The temperature and humidity were recorded using a temperature and humidity recorder (Hobo Onset Computer Corporation, 470 MacArthur Blvd, Bourne, MA 02532 USA) continuously from December 2022 until July 2023 every 5 min (Figure 2b). The temperature-humidity loggers were placed above the pens of the tested animals, but out of reach for the bulls, at four points in the barn. The locations of the sensors were equally spaced 22 m from each other. From these four sensors, the median values of temperature and humidity were used to calculate THI. The temperature and humidity index (THI) was calculated using the following formula:
where T is the temperature (°C) and RH is the relative humidity expressed as a percentage (%) [29,30]. The average daily THI values during the chosen experimental period under summer conditions were greater than 74. THI values were interpreted as follows: ≤74, comfort; 75–78, alert; 79–83, dangerous; and ≥84, emergency [29,31,32].
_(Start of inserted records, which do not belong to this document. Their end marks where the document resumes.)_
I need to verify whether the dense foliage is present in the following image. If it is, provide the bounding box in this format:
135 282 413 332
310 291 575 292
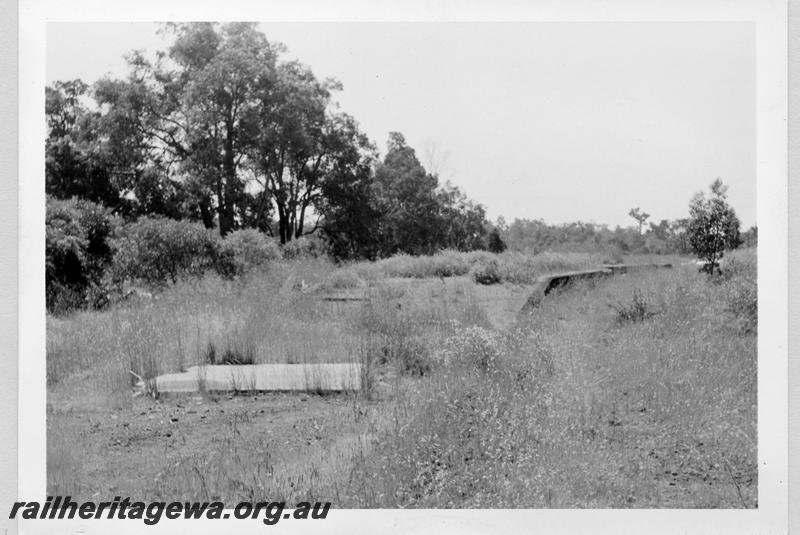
45 199 114 311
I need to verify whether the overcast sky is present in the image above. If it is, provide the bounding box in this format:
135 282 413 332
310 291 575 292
47 23 756 228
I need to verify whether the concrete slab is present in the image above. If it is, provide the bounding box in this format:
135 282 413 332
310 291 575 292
146 363 361 393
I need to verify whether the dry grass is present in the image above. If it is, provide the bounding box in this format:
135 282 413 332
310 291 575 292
48 252 757 508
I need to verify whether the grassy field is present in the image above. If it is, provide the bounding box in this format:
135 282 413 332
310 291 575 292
47 251 758 508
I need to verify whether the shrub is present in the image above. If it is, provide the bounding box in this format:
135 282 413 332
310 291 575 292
722 251 758 334
609 289 656 325
687 179 741 274
281 235 328 259
432 251 470 277
438 326 505 371
114 217 219 285
470 258 502 284
319 268 364 291
217 229 282 276
45 198 116 313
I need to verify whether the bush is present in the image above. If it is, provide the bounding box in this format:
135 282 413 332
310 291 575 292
470 258 502 284
217 229 282 276
114 217 220 285
438 326 505 371
610 289 656 325
45 198 116 313
432 251 470 277
722 250 758 334
281 235 328 259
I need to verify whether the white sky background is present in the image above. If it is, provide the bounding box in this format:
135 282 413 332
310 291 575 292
47 23 756 229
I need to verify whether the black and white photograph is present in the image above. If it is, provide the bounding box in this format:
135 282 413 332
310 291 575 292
9 2 787 533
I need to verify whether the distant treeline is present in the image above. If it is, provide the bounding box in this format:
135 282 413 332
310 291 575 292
46 23 491 258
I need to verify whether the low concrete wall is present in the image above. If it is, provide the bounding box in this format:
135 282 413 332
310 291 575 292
520 264 672 312
139 363 361 393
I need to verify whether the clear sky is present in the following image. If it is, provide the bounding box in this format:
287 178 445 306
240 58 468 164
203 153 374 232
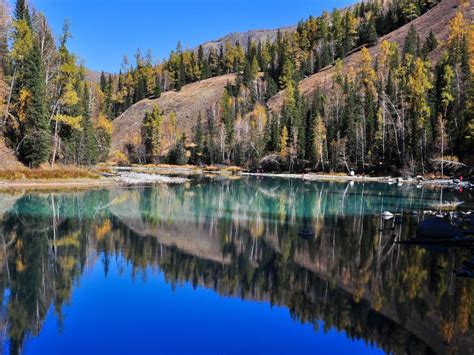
25 0 355 72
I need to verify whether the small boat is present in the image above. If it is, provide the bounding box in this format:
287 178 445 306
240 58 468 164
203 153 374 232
382 211 395 219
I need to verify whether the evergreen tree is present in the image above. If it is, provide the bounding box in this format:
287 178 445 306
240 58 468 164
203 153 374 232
81 85 99 165
142 105 164 163
403 25 418 58
20 41 51 167
168 133 188 165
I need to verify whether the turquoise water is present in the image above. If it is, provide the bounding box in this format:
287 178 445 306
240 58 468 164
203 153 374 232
0 178 474 354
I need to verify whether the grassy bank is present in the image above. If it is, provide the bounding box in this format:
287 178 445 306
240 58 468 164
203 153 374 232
0 167 100 182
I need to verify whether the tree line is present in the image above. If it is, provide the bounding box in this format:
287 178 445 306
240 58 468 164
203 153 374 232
101 0 439 119
137 3 474 174
0 0 111 167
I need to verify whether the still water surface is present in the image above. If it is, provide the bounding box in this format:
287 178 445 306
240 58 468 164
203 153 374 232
0 178 474 354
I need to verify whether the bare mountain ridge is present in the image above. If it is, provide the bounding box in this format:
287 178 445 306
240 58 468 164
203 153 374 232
112 74 236 152
193 26 296 53
268 0 474 112
112 0 466 159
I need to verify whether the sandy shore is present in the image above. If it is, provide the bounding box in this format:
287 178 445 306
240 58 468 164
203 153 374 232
0 166 473 191
241 173 388 182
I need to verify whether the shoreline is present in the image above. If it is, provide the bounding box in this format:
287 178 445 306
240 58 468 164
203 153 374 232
0 166 474 191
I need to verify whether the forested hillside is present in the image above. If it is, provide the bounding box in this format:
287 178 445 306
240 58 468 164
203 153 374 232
2 0 474 174
0 0 111 167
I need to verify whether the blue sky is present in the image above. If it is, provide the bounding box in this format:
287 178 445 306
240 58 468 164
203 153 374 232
25 0 355 72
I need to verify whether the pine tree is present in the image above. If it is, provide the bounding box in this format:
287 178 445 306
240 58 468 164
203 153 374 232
81 85 99 165
403 25 418 58
20 41 51 167
192 112 205 164
143 105 164 163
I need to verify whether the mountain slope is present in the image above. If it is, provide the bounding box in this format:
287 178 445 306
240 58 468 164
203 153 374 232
112 74 236 152
268 0 468 112
194 26 296 53
0 134 23 169
112 0 474 161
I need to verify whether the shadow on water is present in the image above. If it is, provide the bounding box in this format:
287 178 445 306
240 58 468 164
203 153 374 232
0 178 474 354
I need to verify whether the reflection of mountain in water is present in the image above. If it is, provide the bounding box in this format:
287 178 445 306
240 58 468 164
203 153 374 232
0 180 474 353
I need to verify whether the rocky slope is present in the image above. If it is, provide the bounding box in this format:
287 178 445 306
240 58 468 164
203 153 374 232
194 26 296 53
268 0 474 112
112 0 474 159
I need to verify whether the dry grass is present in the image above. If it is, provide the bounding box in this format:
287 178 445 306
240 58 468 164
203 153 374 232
0 167 100 181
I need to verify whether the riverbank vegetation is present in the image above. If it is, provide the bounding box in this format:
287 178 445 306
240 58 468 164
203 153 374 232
0 0 474 175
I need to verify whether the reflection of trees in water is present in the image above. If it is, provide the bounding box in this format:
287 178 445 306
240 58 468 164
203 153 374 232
1 180 474 353
0 192 111 354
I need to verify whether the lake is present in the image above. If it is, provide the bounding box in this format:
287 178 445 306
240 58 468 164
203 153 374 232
0 177 474 354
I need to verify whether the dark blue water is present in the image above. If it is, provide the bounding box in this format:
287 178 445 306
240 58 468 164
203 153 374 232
0 179 474 354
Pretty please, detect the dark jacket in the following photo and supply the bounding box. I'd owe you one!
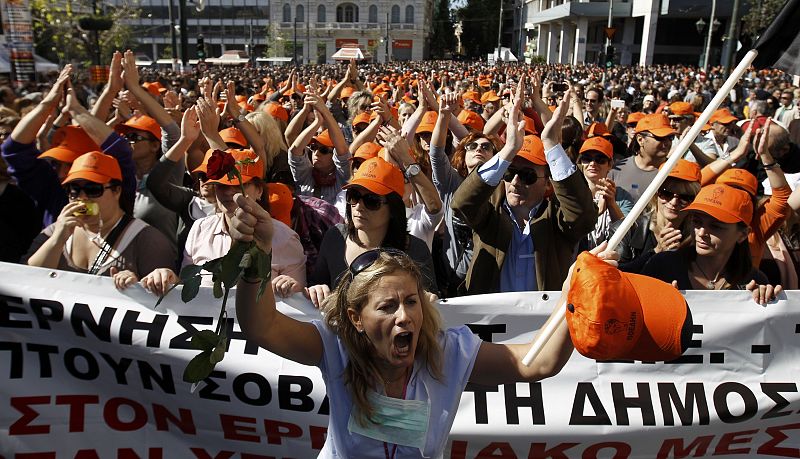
[452,169,597,295]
THI = (1.8 × T + 32) − [(0.55 − 0.0055 × RH) × (1.8T − 26)]
2.3. Statistical Analysis
Statistical analysis was performed using JMP (16.1.0; SAS Institute, Cary, NC, USA) and SAS (9.4; SAS Institute, Cary, NC, USA). For the time series and model of the seasonal ARIMA, only 49 individuals were chosen from the pool because not all the animals were available for winter and summer conditions. For each season, two days with THI values within the comfort (winter; THI < 74) and alert (summer; THI 75–78) situations were selected. With all 70 bulls, a linear model was created to describe and predict the behavior of the complex systems and to analyze the experimental data as follows:
where Yjkl is the dependent variable (reticulorumen temperature, pH, activity, and rumination for the l bull in the j month and the k time point); μ is the general mean; and Dj is the day of month (fixed effect, 337 classes); Hk is the time (fixed effect, 144 classes); Al is the animal (random effect, 70 classes); DHjk is the interaction D × H; HAkl is the interaction H × A; DAjl is the interaction D × A; DHAjkl is the interaction D × H × A; and ejkl is the residual error.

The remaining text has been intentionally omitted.